The cadence is itself part of calibration. If reviews consistently produce mostly refusals, the cadence is too tight; if reviews consistently produce surprises that suggest unrecorded drift, the cadence is too loose.


1. Gather signal from the four classes

Calibration is grounded in evidence, not introspection. Open four sources before starting the review:

# Change records and current health
/superpowers-status

# Drift between declared and runtime state
/harness-audit

# Entropy and rule-bound checks
/harness-gc

Then read by hand:

  • REFLECTION_LOG.md — recent entries (last cycle's worth). Look for Surprise: text describing improvisation around tooling, and for recurring patterns across multiple entries.
  • observability/snapshots/ — recent harness-health snapshots. Watch for variance in metrics across nominally identical periods, and for trends in script count, hook count, or constraint enforcement ratio.

The four signal classes the explanation page describes — change records, temporal patterns, reflection-log patterns, and seam integrity — map directly to these sources. You're not reading them looking for problems to fix individually (audit and GC already do that). You're reading them looking for shape: where is the determinacy distribution shifting, and what does that shift suggest about which capabilities are now at the wrong level?

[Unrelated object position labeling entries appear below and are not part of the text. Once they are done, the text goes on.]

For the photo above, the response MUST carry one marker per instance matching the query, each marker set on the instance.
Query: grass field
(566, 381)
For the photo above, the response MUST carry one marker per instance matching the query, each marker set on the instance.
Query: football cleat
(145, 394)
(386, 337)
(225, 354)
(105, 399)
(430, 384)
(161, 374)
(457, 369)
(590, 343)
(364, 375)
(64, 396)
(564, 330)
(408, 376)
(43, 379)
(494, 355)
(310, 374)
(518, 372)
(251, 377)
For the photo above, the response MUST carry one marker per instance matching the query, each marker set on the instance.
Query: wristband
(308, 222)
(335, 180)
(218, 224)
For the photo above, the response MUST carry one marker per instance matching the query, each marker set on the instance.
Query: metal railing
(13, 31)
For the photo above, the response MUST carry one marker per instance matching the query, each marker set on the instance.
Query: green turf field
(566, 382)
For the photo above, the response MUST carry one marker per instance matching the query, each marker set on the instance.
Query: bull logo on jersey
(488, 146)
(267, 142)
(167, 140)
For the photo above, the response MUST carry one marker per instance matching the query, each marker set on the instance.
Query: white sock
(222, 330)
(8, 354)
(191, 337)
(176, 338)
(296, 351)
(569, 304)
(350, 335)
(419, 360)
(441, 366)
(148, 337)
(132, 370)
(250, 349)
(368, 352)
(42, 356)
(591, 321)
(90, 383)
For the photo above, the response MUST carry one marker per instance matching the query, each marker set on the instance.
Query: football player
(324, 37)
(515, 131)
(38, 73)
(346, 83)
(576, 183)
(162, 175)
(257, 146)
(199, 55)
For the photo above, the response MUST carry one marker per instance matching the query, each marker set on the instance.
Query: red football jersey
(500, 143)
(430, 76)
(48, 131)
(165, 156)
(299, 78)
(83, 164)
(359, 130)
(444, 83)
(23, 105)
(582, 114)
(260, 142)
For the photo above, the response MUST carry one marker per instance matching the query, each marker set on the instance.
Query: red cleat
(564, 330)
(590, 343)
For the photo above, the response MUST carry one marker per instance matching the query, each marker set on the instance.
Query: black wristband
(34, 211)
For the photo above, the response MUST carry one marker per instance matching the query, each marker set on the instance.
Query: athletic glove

2. List candidate movements per capability

For each capability surfaced by step 1, write a one-line proposal. Capabilities include constraints (in HARNESS.md), GC rules, hooks, skills, sub-agent prompts, and orchestrator pipeline stages.

The legitimate proposal types are:

Type When
Promote Agent enforcement has caught the same class reliably; the rule is now expressible deterministically.
Demote The deterministic tool is producing false positives, or the team's understanding of the underlying rule has shifted enough that the tool now misclassifies real cases. Move back to agent enforcement.
Split One capability is doing two jobs with different determinacy needs. Separate them.
Repair seam The capability is at the right level but its surrounding integration has rotted (orphaned references, dead pathways, scripts no skill invokes). Fix the seam without moving the level.
Leave The capability is at the right level. The honest output. Surface the candidate even when the decision is to leave — refusals carry information.

It's normal — and healthy — for a calibration cycle to produce mostly "leave" decisions on capabilities. A cycle that always produces movement is optimising for visibility, not for harness health.


3. Decide and record

For each candidate, decide and record. The format that works best in practice mirrors a meeting record: what was considered, what was moved, what was left in place, and the rationale for each.

A simple template:

# Calibration review — YYYY-MM-DD

## Promotions

- `<capability>`: agent → deterministic. Tool: `<command>`. Reason:
  <one-sentence rationale grounded in cited signal>.

## Demotions

- `<capability>`: deterministic → agent. Reason: <signal showing the
  tool is misclassifying or the rule has shifted>.

## Splits

- `<capability>``<part-A>` (level X) and `<part-B>` (level Y).
  Reason: <evidence the two parts have different determinacy needs>.

## Seam repairs

- `<capability>`: <description of the rot fixed; level unchanged>.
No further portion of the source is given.